Barclays' biggest shareholder, the Middle Eastern state of Qatar, today sold a large chunk of its warrants in the bank on the stock market, making more than £600 million profit.
The Qatari royal family is not selling any of its direct shareholding in Barclays where it remains the largest investor with a 7.2% stake.
Barclays shares fell 18p to 364p — close to the placing price — on the news but have soared from their low point of 51.2p seen in January of this year.
Sainsbury's shares jumped 18p to 348p on revived hopes the Qataris could be raising cash to fund a renewed takeover bid.
Today's sale was also seen by analysts as another major sign that the banking sector is recovering strongly.
Qatar and Abu Dhabi together bailed out Barclays with £7 billion at the height of the financial crisis, helping it avoid having to join Royal Bank of Scotland and Lloyds Banking Group in being part-nationalised.
Today's sell-off saw Qatar convert about half its holding of warrants into ordinary shares at an exercise price of 198p. It has asked investment bank Credit Suisse and Barclays Capital to sell those shares on the market through an accelerated bookbuilding. Barclays gains from the Qataris' sell-off, receiving £750 million of extra capital through the exercise of the warrants.
John Varley, chief executive of Barclays, said: “We are happy to be working with Qatar Holdings on a placing derived from the exercise of some 50% of its warrants.
“The effect will further broaden the base of our share register. Qatar Holdings is our largest shareholder and a key partner of the Barclays Group.”
Ahmad Al-Sayed, chief executive of Qatar Holdings, said: “The decision to exercise the warrants and dispose of the resultant shares forms part of Qatar Holdings' portfolio management programme, and does not impact on our current intention to remain a long-term strategic shareholder in Barclays.”
In June, Sheikh Mansour bin Zayed, a member of Abu Dhabi's royal family who owns Manchester City Football Club, made a £1.5 billion profit selling mandatorily convertible notes in Barclays which he had bought for £2 billion at the peak of the global credit crunch.
Analysts suggested that Qatar has moved quickly to sell part of its interest in Barclays ahead of planned rights issues from Lloyds and Royal Bank of Scotland which could be expected to tap the market for up to £15 billion and £5 billion each.

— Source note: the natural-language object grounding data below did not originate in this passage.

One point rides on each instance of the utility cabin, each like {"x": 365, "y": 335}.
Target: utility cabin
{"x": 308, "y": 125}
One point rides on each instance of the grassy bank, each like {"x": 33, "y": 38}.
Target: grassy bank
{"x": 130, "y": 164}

At today's share price, the Qataris are still sitting on a further potential profit in Barclays of more than £2 billion. They bought their two original stakes at 147p and 298p a share and hold a further large tranche of warrants which convert into shares at 198p.
Reader views (10)
You can't fault Barclays; they needed cash, and they got the cash, and the taxpayer wasn't robbed at all.
- Mickinlondon, london
Nosmo, if you like Barclays as a punt, but are a bit more concerned about sterling in the short term, there is no reason why you can't hedge the currency element of the risk....for a small fee of course.
- Jonathan Charles, Dublin
No, capitalism is not based on risk: it's based on greed - what kind of person would want to be an aplolgist for it?.

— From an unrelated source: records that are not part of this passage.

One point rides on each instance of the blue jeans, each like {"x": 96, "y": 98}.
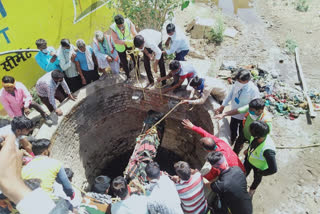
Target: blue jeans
{"x": 62, "y": 179}
{"x": 180, "y": 56}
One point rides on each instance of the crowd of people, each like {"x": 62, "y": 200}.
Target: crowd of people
{"x": 40, "y": 184}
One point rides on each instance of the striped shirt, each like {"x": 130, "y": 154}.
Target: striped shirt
{"x": 46, "y": 87}
{"x": 191, "y": 194}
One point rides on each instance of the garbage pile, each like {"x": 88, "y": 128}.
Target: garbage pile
{"x": 281, "y": 98}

- Richard Kennard, Welling
Mike - Barclays simply used the market like other banks did at the time. You'd be the first to moan if they went hand out to the taxpayer. It's in the countries interest to keep at least 2 of the big three afloat as we wold be in a considerably worse mess now than we already are.

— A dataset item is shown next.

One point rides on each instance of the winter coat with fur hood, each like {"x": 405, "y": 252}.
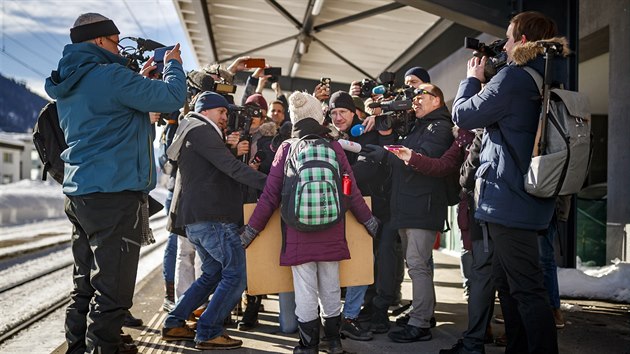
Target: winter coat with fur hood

The government set the capital requirement levels and unlike RBS and HBOS, Barclays passed the both the FSA and Treasury scrutiny.
and Richard from Welling, Capitalism is based on risk.
- Hansel, London
Do they know something we dont? Perhaps they see the market as having topped - if their stake of 7 billion has trebbled to say 21 billion and they sell half ie 10.5 billion it doesnt matter if the entire remaining investment goes to pot they have still made 3.5 billion - nice work if you can get it!
- Wallytrader, London
But the Qatar investment saved Barclays from almost certain bailout by the UK taxpayer, and now they are cashing in on their investment. Perhaps next time round the taxpayer will do the same. But sooner rather than later and before the city speculators short it. The QIA is seen as an investor. The Taxpayer as a bailout machine.
- Mike, France
Nosmo King, Brighton - UK interest rates are higher than in Japan and the US.
- Paul, London
If ever you wondered if banking and finance is just a casino...
- Richard Kennard, Welling
And its a waste of time putting the money on deposit as interest rates are pathetic, this is why the pound is low.
- Nosmo King, Brighton
Simple, if the pound drops another 10% their investment is down 10%. they are getting out of the pound before they regret it.